Can You Use QuickBooks for Managing Rental Properties?
QuickBooks can be used as a property management software for managing rental property accounting transactions. The software lets you set up properties as customers, tenants as sub-customers, and classes to track various transaction types.
The software is used by a variety of industries, meaning it’s possible to use a product such as QuickBooks Online for your property management needs. Specifically, it is best used by a property manager handling small to midsize properties.
Category | Strengths | Limitations |
---|---|---|
Property Setup | Allows properties to be set up as customers, with tenants as sub-customers. | No property management customization; requires manual adjustments. |
Accounting | Strong financial management capabilities. | Lacks trust accounting and proper account separation for rental disbursements and management fees. |
Transaction Tracking | Can track rent income, expenses, and owner payments. | No built-in tenant payment portals or autopay options. |
Scalability | Suitable for small to midsize property management companies. | Managing multiple properties or large complexes is overly complex. |
Ease of Use | Familiar and widely used, with extensive support resources. | Steep learning curve for setting up and managing multiple property files effectively. |
Tenant Management | Can set up tenants and track rent payments. | No tenant portal for managing leases, submitting maintenance requests, or viewing payment history. |
Reporting | Offers detailed financial reports for property management. | Requires manual configuration to generate property-specific or owner-specific reports. |
You can use manual methods like spreadsheets or basic accounting platforms to track rent payments, expenses, payments, and profits.
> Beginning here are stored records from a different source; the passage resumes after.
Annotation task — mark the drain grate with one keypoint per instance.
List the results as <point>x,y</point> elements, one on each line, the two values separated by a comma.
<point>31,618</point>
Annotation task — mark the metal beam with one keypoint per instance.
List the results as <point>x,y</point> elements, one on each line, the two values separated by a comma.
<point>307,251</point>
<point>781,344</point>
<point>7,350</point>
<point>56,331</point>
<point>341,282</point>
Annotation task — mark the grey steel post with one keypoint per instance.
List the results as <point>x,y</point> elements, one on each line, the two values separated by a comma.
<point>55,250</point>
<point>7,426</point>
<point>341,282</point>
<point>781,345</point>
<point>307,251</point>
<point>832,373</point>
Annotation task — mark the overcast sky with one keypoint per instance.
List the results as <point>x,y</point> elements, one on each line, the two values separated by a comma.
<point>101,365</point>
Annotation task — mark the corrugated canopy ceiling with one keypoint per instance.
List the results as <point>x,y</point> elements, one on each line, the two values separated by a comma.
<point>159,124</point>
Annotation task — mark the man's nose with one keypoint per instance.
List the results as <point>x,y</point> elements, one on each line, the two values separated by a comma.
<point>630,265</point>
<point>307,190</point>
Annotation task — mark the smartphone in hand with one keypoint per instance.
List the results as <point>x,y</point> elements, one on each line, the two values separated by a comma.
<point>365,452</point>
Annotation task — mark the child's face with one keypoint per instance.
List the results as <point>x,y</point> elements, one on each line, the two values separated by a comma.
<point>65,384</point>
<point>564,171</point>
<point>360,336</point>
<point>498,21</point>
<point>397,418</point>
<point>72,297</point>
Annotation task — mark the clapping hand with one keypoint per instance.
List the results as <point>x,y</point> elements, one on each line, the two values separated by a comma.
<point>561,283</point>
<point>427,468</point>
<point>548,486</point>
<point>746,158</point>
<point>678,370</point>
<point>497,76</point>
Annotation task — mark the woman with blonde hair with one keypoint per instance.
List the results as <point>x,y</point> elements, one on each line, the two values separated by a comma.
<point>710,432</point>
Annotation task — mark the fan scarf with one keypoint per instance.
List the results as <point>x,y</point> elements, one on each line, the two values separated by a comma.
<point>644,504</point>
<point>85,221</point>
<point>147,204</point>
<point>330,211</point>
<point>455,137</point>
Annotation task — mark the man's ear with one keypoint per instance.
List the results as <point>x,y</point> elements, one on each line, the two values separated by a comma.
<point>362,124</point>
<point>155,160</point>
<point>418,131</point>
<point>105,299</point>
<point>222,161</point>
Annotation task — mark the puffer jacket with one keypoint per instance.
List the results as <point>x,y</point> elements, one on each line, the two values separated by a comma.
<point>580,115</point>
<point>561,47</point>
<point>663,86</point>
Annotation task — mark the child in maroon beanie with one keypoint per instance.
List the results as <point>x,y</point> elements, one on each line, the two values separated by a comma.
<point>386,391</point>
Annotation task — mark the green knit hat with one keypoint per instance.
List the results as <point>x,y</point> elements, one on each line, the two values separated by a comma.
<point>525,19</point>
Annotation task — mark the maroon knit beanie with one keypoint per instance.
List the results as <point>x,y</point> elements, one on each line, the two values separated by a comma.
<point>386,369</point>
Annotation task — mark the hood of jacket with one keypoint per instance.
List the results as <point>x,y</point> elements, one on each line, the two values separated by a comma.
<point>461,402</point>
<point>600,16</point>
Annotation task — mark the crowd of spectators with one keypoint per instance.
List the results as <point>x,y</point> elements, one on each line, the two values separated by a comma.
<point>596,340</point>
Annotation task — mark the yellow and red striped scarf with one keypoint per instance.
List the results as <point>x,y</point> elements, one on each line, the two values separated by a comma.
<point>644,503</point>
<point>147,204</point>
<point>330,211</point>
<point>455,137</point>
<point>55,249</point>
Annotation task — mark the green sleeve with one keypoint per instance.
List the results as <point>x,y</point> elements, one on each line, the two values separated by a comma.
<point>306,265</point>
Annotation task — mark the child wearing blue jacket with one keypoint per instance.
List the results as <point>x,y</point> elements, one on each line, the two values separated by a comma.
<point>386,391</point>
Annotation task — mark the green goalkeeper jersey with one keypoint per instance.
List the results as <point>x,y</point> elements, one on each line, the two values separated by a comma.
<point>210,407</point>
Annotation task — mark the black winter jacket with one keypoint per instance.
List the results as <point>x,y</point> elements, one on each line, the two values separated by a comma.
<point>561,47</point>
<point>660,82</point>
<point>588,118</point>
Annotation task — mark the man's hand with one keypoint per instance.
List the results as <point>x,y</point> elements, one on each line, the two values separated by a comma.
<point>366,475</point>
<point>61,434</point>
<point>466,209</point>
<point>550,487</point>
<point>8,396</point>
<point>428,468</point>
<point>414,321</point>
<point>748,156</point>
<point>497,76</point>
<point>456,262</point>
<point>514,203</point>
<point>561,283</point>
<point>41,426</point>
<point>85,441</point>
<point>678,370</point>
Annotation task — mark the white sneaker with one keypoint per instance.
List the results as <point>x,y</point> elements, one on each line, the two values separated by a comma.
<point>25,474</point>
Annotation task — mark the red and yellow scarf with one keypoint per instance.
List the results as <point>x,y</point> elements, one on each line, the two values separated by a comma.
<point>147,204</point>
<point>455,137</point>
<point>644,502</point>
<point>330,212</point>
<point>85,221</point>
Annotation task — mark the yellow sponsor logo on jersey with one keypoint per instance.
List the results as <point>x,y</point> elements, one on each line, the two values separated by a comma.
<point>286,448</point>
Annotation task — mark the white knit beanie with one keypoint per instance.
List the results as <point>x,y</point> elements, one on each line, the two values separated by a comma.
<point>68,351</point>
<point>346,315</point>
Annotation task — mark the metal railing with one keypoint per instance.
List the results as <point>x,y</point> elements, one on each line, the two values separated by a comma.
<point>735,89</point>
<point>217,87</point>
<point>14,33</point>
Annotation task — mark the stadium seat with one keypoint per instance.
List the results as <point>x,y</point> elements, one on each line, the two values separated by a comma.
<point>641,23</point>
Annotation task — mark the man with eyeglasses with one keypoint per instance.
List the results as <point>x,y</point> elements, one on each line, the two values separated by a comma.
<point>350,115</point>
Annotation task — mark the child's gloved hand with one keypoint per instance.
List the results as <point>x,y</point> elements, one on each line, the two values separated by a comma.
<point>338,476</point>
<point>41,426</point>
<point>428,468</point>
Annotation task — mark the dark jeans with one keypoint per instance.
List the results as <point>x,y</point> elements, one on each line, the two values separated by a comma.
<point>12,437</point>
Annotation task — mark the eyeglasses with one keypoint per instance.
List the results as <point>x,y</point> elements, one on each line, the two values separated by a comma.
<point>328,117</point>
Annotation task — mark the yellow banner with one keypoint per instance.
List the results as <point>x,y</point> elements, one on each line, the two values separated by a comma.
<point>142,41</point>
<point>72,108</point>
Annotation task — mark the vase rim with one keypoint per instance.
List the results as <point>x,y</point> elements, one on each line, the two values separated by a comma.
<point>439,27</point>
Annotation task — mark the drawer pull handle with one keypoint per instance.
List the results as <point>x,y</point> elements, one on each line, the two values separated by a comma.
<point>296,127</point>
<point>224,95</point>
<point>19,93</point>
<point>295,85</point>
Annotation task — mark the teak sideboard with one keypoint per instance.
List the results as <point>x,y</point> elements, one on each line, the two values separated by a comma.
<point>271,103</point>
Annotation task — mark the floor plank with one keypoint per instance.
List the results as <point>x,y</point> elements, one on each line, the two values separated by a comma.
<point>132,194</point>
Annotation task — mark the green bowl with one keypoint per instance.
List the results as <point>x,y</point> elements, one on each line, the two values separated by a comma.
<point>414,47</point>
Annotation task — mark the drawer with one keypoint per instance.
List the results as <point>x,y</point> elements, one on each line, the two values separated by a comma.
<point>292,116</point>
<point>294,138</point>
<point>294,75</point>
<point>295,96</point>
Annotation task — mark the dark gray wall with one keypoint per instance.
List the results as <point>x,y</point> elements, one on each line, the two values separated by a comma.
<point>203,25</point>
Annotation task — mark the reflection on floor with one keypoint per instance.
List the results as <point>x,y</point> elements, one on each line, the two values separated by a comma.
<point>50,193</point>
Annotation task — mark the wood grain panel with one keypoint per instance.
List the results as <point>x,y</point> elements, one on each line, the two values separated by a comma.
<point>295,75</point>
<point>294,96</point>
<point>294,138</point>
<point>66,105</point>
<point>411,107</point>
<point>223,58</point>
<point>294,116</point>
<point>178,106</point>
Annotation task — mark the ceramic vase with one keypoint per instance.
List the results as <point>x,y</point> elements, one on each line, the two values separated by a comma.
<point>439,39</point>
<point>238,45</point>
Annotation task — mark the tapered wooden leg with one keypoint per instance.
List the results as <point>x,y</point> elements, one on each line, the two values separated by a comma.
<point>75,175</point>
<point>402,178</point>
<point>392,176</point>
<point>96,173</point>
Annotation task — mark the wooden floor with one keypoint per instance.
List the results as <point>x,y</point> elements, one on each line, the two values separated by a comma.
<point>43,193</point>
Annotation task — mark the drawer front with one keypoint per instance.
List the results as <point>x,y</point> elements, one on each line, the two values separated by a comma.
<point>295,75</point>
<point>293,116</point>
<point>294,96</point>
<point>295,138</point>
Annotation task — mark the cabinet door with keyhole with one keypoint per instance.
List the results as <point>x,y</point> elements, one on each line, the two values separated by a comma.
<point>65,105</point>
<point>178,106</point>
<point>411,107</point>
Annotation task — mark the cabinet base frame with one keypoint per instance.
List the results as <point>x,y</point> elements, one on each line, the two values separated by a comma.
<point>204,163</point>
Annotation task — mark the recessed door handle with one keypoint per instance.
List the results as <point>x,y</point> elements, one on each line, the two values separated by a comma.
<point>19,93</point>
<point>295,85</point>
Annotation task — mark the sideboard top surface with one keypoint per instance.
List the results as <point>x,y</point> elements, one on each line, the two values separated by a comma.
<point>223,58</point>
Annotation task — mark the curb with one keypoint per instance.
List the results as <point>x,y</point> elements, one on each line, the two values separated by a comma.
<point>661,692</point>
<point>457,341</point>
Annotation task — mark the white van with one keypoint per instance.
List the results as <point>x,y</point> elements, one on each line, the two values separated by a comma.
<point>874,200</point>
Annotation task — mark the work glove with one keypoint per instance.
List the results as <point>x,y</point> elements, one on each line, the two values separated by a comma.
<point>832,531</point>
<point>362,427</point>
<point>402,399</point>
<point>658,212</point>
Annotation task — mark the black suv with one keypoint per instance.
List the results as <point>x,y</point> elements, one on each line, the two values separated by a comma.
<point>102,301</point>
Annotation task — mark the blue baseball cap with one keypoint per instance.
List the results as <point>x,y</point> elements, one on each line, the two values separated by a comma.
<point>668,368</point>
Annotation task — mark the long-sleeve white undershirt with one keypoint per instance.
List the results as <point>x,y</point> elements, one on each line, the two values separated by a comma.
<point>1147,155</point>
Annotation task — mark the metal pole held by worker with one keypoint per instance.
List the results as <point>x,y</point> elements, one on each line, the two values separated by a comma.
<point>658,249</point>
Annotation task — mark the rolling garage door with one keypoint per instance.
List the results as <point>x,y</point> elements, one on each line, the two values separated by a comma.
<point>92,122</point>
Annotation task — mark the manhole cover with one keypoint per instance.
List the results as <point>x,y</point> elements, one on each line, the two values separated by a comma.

QuickBooks is a massively popular accounting product with both desktop and online versions—the latter having more than 6 million subscribers alone.
While QuickBooks is a great accounting software for general purposes, it does lack some features. For property management businesses with multiple properties or complexes, a more advanced system with trust accounting is recommended, as QuickBooks lacks the necessary account separation for managing rent disbursements and management fees.
How Do Landlords Use QuickBooks?
Desktop versions of Quickbooks allow you to set up company and customer files as various properties. This allows you to handle tasks such as collecting rent from tenants and paying property owners and management companies, in addition to any fees involved in property maintenance.
It’s important to note that there is no specific version of QuickBooks tailored to the real estate or property management industry. Because of this, you’ll need to be fluid with the program and perhaps make a few tweaks and adjustments to make it work the way a property owner would like.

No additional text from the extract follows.